Alan Reeks, director of government affairs for Hanover Co‑op Food Stores, told the committee the bill would preserve a tested path for local food entrepreneurs moving from farmers markets to retail shelves. "Raising the threshold to $30,000 allows producers to stay focused on quality and community connections," Reeks said, noting his co‑op sources about "$19,000,000 worth of local food each year," about "65% of that comes from Vermont." Reeks said the sales threshold creates "breathing room small producers need to test, grow, and refine offerings before taking on excessive requirements and cost."

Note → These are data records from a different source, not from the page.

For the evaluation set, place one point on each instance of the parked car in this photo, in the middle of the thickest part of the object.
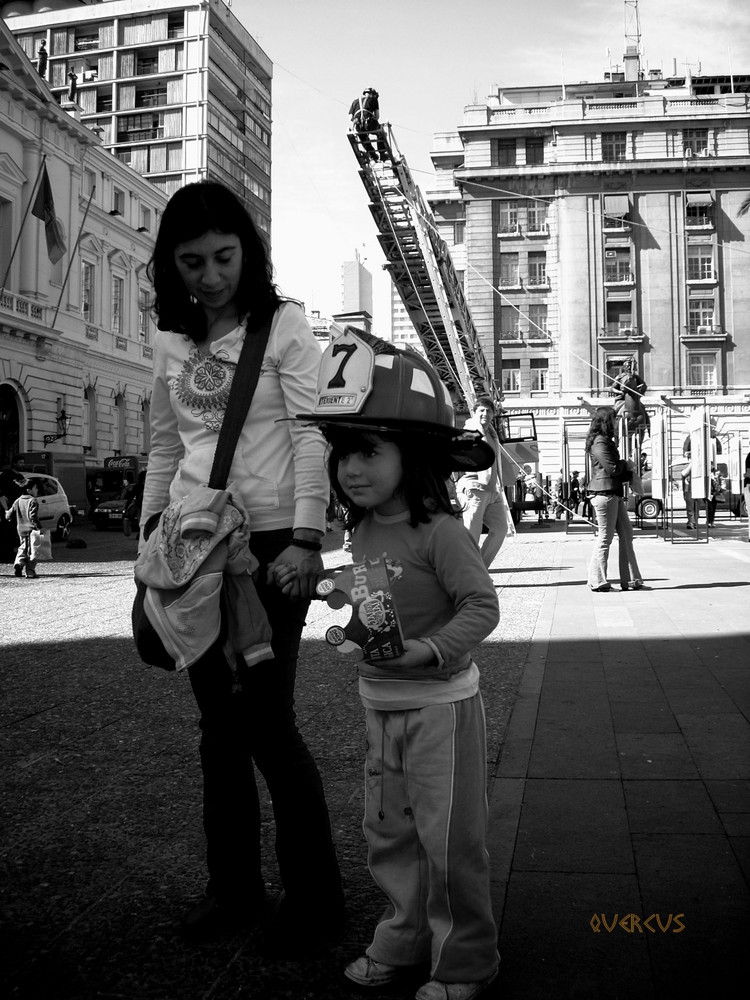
(648, 507)
(55, 512)
(109, 513)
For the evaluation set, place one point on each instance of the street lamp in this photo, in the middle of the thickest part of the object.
(63, 423)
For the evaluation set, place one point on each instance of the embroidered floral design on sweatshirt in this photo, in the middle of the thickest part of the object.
(203, 386)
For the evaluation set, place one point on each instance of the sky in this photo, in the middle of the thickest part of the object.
(428, 59)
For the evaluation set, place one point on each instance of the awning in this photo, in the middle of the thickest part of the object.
(699, 197)
(616, 204)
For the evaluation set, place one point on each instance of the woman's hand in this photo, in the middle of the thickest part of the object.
(296, 572)
(416, 654)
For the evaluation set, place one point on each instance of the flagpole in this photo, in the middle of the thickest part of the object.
(72, 253)
(23, 220)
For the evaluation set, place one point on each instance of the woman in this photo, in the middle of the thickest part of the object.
(212, 280)
(605, 488)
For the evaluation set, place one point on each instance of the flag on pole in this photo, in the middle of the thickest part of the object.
(44, 209)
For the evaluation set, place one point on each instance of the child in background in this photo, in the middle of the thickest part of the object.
(26, 510)
(393, 445)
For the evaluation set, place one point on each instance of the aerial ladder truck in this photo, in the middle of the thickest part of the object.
(420, 265)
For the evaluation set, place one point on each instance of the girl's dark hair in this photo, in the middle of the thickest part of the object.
(603, 422)
(190, 213)
(425, 471)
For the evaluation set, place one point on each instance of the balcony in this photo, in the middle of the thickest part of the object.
(537, 281)
(617, 274)
(620, 331)
(510, 281)
(707, 333)
(702, 276)
(704, 221)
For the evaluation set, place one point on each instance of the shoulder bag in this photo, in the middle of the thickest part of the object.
(147, 642)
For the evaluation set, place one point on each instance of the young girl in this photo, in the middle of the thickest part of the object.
(392, 447)
(605, 486)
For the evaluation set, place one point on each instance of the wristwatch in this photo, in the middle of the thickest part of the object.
(304, 543)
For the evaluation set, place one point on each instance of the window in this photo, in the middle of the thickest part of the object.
(175, 25)
(151, 96)
(89, 182)
(539, 374)
(698, 208)
(702, 370)
(617, 265)
(538, 268)
(534, 151)
(88, 272)
(505, 153)
(695, 141)
(700, 262)
(700, 315)
(511, 376)
(144, 315)
(538, 329)
(614, 146)
(118, 290)
(619, 319)
(616, 209)
(508, 216)
(510, 275)
(509, 328)
(536, 216)
(146, 63)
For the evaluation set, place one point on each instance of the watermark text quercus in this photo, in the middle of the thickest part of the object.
(631, 923)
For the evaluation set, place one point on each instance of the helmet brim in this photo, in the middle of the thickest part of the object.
(463, 450)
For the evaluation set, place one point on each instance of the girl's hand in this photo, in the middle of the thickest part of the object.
(416, 654)
(305, 565)
(283, 575)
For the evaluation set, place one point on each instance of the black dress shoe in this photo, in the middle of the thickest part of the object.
(210, 919)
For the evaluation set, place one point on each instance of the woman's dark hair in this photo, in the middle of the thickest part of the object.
(603, 422)
(425, 471)
(191, 212)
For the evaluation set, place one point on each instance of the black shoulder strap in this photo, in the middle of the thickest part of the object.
(240, 396)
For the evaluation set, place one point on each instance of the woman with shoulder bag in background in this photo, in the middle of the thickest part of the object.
(605, 489)
(213, 285)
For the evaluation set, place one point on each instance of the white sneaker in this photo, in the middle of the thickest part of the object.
(365, 971)
(435, 990)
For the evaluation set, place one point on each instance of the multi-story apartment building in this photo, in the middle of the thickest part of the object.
(177, 90)
(356, 286)
(600, 222)
(75, 332)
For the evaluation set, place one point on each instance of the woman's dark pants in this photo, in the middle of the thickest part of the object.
(256, 725)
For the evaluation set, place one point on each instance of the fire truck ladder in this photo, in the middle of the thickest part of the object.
(420, 265)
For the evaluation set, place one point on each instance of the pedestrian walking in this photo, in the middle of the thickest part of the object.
(25, 509)
(605, 488)
(213, 286)
(482, 493)
(426, 807)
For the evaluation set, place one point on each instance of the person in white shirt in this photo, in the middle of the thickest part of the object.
(481, 493)
(213, 286)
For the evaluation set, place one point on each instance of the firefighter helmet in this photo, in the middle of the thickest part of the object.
(368, 384)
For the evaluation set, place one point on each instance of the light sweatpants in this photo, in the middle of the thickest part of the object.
(488, 508)
(426, 824)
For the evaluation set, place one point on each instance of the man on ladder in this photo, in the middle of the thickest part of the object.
(365, 116)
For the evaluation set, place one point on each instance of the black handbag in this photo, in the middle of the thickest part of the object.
(148, 643)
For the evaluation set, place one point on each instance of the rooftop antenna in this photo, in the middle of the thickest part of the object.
(633, 30)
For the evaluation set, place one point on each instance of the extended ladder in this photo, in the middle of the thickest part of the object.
(420, 265)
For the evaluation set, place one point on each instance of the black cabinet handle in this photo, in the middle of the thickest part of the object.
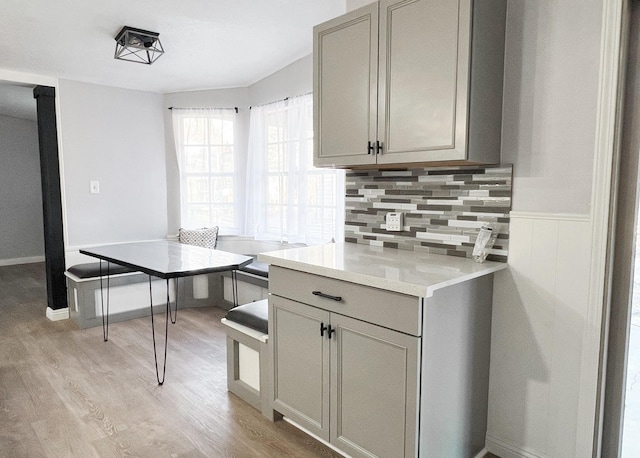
(327, 296)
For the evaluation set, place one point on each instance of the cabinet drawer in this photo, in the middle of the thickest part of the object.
(385, 308)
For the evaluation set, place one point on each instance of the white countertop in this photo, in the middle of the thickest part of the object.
(402, 271)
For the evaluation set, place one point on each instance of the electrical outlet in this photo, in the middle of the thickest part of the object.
(394, 221)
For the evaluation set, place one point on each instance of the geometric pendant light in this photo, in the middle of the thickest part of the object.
(137, 45)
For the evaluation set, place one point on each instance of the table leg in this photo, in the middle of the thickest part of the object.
(234, 287)
(173, 317)
(105, 317)
(166, 333)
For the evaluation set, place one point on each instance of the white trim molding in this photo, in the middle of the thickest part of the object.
(58, 314)
(587, 435)
(551, 216)
(16, 261)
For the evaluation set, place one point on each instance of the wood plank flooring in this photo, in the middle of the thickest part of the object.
(66, 393)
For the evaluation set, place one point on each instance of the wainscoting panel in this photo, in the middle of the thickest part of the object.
(539, 311)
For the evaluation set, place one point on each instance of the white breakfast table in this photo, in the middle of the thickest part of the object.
(166, 260)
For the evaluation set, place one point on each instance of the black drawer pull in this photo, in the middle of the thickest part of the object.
(327, 296)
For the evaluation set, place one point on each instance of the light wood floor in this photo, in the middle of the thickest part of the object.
(66, 393)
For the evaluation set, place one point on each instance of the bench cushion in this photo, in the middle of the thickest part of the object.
(254, 315)
(257, 268)
(92, 269)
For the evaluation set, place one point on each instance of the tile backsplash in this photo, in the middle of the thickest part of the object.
(443, 208)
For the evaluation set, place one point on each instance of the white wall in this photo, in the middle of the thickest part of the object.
(21, 225)
(115, 136)
(295, 79)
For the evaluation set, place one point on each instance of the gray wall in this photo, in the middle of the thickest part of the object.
(550, 96)
(295, 79)
(21, 226)
(115, 136)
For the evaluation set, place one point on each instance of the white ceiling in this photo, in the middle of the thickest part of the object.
(209, 44)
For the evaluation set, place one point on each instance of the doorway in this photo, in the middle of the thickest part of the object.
(621, 409)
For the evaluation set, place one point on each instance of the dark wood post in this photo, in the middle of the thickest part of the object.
(51, 197)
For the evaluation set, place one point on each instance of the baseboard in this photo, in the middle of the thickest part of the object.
(319, 439)
(58, 314)
(16, 261)
(507, 449)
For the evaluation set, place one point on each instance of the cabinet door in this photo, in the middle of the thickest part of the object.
(301, 363)
(345, 88)
(423, 80)
(374, 389)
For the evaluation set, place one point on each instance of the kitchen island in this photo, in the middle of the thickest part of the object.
(379, 351)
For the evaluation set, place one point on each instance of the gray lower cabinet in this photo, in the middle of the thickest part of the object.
(351, 383)
(379, 373)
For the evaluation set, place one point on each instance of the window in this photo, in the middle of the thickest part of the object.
(208, 174)
(290, 200)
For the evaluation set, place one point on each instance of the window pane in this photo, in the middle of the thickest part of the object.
(208, 168)
(199, 215)
(274, 193)
(222, 159)
(222, 215)
(197, 190)
(222, 189)
(274, 218)
(195, 130)
(195, 159)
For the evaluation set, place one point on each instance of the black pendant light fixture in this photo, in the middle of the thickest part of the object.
(137, 45)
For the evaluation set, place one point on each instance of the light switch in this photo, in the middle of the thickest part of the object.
(394, 221)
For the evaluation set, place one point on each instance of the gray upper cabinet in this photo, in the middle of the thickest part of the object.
(411, 81)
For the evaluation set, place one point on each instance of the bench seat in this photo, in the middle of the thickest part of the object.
(247, 354)
(258, 268)
(93, 269)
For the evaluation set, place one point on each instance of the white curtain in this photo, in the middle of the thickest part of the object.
(287, 198)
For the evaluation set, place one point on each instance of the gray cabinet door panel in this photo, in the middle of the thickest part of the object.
(423, 78)
(374, 389)
(345, 87)
(301, 362)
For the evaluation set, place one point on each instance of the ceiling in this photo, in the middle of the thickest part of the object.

Office of Legislative Counsel staff identified the current working draft as 3.1 and described a single recent change submitted by the Department of Health. Katie McDonough said the draft adds a specific category for some home‑canned goods: "Home canned pickles, vegetables, or fruits having an equilibrium pH value of 4.6 or lower or a water activity value of 0.85 or less that are made using recipes approved by the National Center for Home Food Preservation or reviewed by a processing authority for safety." McDonough said that change appears as a highlighted addition in draft 3.1.
Committee members and Department of Health staff also discussed how quickly rules implementing the bill could take effect. The draft includes language permitting emergency rulemaking and a statutory statement that the health‑and‑welfare standard for emergency rules is "deemed to have been met," which would allow an emergency rule to be used while permanent rules are developed and subject to full public comment. Jessica Chapono of the Department of Health said the department would need to consult legal counsel about process timing but that staff "believe that we can do the emergency rule making process and have things in place by July 1." McDonough added that permanent rules typically take "the shortest would be 6 months. More likely, it's closer to 9 months," so emergency rules could make the provisions operable months earlier than waiting for permanent rules alone.
Committee members also debated how narrowly to define a "home kitchen." The committee discussed drafting language so a cottage food operator could be someone producing in a principal kitchen area "in the person's private residential dwelling or on the person's private property," language the committee read into the record. Staff noted that the regulatory rule currently defines "home kitchen" as the principal area where food is prepared and utensils are washed; the committee discussed whether to reference that rule definition or to expand the statutory language to explicitly include kitchens on private property beyond the main dwelling.
There was no formal vote during the exchanged testimony. Committee staff indicated they would circulate a clean draft and the panel took a brief recess to continue work on the bill and other agenda items.
The testimony combined technical food‑safety details (pH and water activity thresholds and approved recipes), questions about the geographic and physical scope of covered kitchens, and procedural questions about timelines for emergency versus permanent rulemaking. Stakeholders urged careful drafting and outreach to Vermont food makers so the Department of Health would consult with local producers during rule development.
Looking ahead, committee members asked Department of Health staff to clarify the emergency‑rule legal process and timing and to confirm how the department would engage producers in drafting permanent rules. The committee paused for a short break to continue work on the bill and to hear additional witnesses later in the session.